Biografia dell'autore
Georges Simenon nasce a Liegi nel 1903. Inizia la sua carriera come giornalista giovanissimo, esperienza che influenzerà enormemente la sua capacità di osservare la realtà con precisione quasi chirurgica. Trasferitosi a Parigi, si dedica alla scrittura incessante, viaggiando molto e vivendo in diverse parti del mondo, dai Caraibi agli Stati Uniti. La sua produzione letteraria è vastissima, spaziando dai romanzi d'inchiesta alle opere di narrativa pura che indagano le debolezze e le contraddizioni dell'uomo comune. Muore a Losanna nel 1989, lasciando un patrimonio letterario che ha ridefinito i confini tra letteratura di genere e letteratura d'impegno.
Stile di scrittura
I libri di Georges Simenon si distinguono per uno stile asciutto, essenziale e privo di superflui abbellimenti retorici, volto a isolare l'atmosfera e la psicologia dei personaggi. La sua fama è indissolubilmente legata alla figura del commissario Maigret, il celebre investigatore parigino che, con la sua pipa e il suo intuito bonario, non cerca solo il colpevole, ma prova a comprendere le ragioni profonde che spingono un individuo a varcare la soglia del crimine. Questa attenzione costante alla condizione umana, unita alla capacità di descrivere minuziosamente ambienti e stati d'animo, ha consacrato i suoi romanzi come pietre miliari della narrativa introspettiva.

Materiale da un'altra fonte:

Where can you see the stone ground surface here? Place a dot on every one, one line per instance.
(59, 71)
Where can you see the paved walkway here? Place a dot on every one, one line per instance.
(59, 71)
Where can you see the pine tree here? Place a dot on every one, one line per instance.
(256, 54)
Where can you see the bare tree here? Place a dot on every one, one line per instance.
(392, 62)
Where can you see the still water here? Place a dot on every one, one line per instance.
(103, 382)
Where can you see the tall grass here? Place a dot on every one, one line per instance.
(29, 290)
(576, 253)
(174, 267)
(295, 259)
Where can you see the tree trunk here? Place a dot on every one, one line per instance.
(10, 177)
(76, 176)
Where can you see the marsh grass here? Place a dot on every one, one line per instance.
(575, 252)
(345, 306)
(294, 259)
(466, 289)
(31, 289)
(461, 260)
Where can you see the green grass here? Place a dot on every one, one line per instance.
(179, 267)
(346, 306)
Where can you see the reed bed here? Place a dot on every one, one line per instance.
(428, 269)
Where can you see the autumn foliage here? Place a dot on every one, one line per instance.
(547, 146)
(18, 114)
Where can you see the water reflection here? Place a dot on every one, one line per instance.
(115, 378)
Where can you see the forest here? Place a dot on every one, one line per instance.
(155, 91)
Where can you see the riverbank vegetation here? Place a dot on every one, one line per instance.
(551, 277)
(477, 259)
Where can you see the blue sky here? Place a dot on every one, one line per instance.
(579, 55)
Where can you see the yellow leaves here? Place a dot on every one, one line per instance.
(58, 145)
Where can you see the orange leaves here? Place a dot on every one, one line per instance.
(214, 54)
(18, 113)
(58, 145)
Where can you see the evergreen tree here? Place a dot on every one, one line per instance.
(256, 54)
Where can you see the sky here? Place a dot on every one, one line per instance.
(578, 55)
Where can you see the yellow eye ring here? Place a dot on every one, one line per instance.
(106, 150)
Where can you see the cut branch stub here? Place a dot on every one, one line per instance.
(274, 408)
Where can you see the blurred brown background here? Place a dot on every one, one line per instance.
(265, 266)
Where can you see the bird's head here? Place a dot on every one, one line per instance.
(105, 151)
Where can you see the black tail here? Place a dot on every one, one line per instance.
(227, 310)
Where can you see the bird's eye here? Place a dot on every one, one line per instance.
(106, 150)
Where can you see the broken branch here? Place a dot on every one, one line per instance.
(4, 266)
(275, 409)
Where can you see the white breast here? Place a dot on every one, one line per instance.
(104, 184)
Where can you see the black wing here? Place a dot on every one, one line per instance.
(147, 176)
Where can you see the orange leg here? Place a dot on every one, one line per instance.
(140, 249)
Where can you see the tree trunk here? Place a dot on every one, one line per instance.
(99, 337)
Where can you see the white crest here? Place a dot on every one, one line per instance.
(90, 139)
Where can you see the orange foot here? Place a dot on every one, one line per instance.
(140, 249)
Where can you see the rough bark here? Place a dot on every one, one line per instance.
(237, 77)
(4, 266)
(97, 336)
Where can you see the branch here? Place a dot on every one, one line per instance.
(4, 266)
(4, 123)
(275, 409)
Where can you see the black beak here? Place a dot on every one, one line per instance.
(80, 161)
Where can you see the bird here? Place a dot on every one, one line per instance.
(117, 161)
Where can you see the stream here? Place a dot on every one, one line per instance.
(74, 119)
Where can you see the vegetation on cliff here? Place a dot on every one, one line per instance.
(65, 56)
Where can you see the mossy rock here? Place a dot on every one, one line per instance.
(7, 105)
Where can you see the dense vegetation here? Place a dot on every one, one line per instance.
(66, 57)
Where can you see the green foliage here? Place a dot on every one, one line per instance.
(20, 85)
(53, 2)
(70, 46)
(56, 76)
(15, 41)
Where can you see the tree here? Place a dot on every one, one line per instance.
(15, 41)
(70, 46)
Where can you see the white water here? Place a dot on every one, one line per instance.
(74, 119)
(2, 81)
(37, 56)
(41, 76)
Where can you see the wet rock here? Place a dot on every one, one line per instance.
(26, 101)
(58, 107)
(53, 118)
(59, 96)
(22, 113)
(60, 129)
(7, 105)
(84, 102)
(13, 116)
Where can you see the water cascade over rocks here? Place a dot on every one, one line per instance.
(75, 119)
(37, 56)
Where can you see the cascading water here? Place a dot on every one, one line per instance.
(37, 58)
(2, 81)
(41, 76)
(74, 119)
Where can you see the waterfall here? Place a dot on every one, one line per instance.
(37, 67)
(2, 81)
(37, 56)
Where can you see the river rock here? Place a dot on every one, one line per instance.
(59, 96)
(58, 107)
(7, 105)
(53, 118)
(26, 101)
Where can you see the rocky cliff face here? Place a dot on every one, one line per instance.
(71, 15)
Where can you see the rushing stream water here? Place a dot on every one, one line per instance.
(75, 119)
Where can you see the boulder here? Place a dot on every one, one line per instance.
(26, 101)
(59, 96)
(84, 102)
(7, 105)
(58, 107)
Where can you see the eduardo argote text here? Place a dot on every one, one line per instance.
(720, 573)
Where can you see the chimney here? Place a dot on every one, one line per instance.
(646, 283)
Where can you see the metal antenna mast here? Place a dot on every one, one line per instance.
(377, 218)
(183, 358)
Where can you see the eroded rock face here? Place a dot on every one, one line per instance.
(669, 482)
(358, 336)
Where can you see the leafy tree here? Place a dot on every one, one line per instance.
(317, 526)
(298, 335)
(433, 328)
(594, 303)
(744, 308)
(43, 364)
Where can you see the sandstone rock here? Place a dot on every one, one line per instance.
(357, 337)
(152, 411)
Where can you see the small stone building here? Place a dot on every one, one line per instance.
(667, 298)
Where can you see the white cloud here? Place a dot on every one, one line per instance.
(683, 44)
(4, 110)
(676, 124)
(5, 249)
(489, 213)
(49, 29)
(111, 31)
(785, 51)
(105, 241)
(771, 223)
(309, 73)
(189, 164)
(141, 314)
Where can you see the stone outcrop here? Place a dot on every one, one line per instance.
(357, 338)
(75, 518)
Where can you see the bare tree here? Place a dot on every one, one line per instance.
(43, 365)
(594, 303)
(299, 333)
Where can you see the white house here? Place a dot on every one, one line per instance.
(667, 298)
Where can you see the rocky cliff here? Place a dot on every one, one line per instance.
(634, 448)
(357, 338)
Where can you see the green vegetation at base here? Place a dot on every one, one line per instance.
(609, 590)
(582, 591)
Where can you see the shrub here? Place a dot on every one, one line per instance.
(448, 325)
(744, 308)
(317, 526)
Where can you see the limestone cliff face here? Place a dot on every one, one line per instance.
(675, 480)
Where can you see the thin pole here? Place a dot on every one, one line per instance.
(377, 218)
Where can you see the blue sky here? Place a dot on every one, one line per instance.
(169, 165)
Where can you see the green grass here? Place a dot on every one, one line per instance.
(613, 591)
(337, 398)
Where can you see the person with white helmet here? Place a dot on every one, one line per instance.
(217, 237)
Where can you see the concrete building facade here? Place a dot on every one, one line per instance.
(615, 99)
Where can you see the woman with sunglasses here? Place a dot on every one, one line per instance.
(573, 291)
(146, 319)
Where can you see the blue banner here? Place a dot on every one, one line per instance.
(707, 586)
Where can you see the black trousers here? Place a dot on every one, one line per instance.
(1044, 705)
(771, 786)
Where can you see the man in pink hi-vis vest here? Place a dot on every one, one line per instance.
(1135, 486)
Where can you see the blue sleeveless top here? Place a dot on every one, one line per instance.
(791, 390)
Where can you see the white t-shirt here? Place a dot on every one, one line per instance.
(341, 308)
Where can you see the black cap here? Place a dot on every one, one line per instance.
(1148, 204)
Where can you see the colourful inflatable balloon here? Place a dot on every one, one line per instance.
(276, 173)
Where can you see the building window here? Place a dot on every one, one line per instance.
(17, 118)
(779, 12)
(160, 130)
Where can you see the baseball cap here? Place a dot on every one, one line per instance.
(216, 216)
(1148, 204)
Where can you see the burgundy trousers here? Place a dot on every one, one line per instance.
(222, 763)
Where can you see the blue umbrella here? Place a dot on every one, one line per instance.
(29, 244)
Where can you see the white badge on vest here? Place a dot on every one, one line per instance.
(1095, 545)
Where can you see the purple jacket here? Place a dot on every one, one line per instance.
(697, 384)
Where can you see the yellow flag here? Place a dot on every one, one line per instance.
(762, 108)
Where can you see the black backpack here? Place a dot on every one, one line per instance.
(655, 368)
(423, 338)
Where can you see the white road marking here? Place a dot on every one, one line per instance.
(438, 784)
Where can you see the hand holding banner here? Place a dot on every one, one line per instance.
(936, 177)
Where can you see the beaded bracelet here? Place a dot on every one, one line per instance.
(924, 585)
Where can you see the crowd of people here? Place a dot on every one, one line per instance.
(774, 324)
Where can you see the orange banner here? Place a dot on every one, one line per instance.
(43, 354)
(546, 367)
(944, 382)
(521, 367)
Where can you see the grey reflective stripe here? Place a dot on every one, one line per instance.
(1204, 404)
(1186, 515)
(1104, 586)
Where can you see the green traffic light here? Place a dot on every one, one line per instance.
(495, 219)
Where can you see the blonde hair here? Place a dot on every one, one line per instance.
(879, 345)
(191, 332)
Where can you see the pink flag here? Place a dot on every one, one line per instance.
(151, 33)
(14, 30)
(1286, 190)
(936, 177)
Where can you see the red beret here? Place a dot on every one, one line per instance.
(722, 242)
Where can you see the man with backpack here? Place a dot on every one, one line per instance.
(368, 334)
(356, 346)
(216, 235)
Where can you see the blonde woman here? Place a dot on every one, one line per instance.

Prossime uscite di Georges Simenon
Libri previsti in uscita su Unilibro.it:
- 9788869866746 Maigret e la Stangona letto da Giuseppe Battiston. Audiolibro. CD Audio formato MP3
L'assassino Simenon Georges - Adelphi, 2011 - Biblioteca Adelphi
Il primo martedì di gennaio il dottor Hans Kuperus lascia Sneek, il paesino della Frisia in cui vive, e si reca ad Amsterdam, come tutti i primi martedì del mese. Questa volta, però, non partecipa alla riunione dell'Associazione di Biologia, né va a pranzo dalla cognata. Compra una rivoltella, se la mette in tasca, riprende il treno, poi il traghetto che attraversa lo Zuydersee, poi un altro treno. Solo che, prima di arrivare a Sneek, il convoglio rallenta e si ferma. Allora il dottor Kuperus agisce quasi senza riflettere: scende e si avvia, camminando nella neve, verso il bungalow in riva al lago dove (come ha appreso da una lettera anonima) troverà la moglie in compagnia del suo amante. Tutto avviene molto rapidamente: quando i due escono, Kuperus li uccide e getta i corpi nel lago. Dopodiché, come ogni sera, raggiunge al caffè i membri dell'Accademia di Biliardo. Di quella istituzione, che accoglie tutti i notabili del luogo, Kuperus sogna da tempo di essere eletto presidente: ma forse ora potrà riuscirci, perché il presidente in carica (il conte Shutter, l'uomo più ricco del paese, quello che ha la casa più bella, la barca più bella, le donne più belle, anche sposate) giace in fondo al lago, decisamente morto. A casa, dopo, Hans Kuperus farà una cosa che aveva a lungo desiderato: si porterà a letto Neel, la florida domestica. Così comincia questo romanzo, in cui Simenon segue la discesa nell'abisso di uno dei suoi eroi più tipici: uno di quelli che osano "passare la linea" - e ne pagano il prezzo.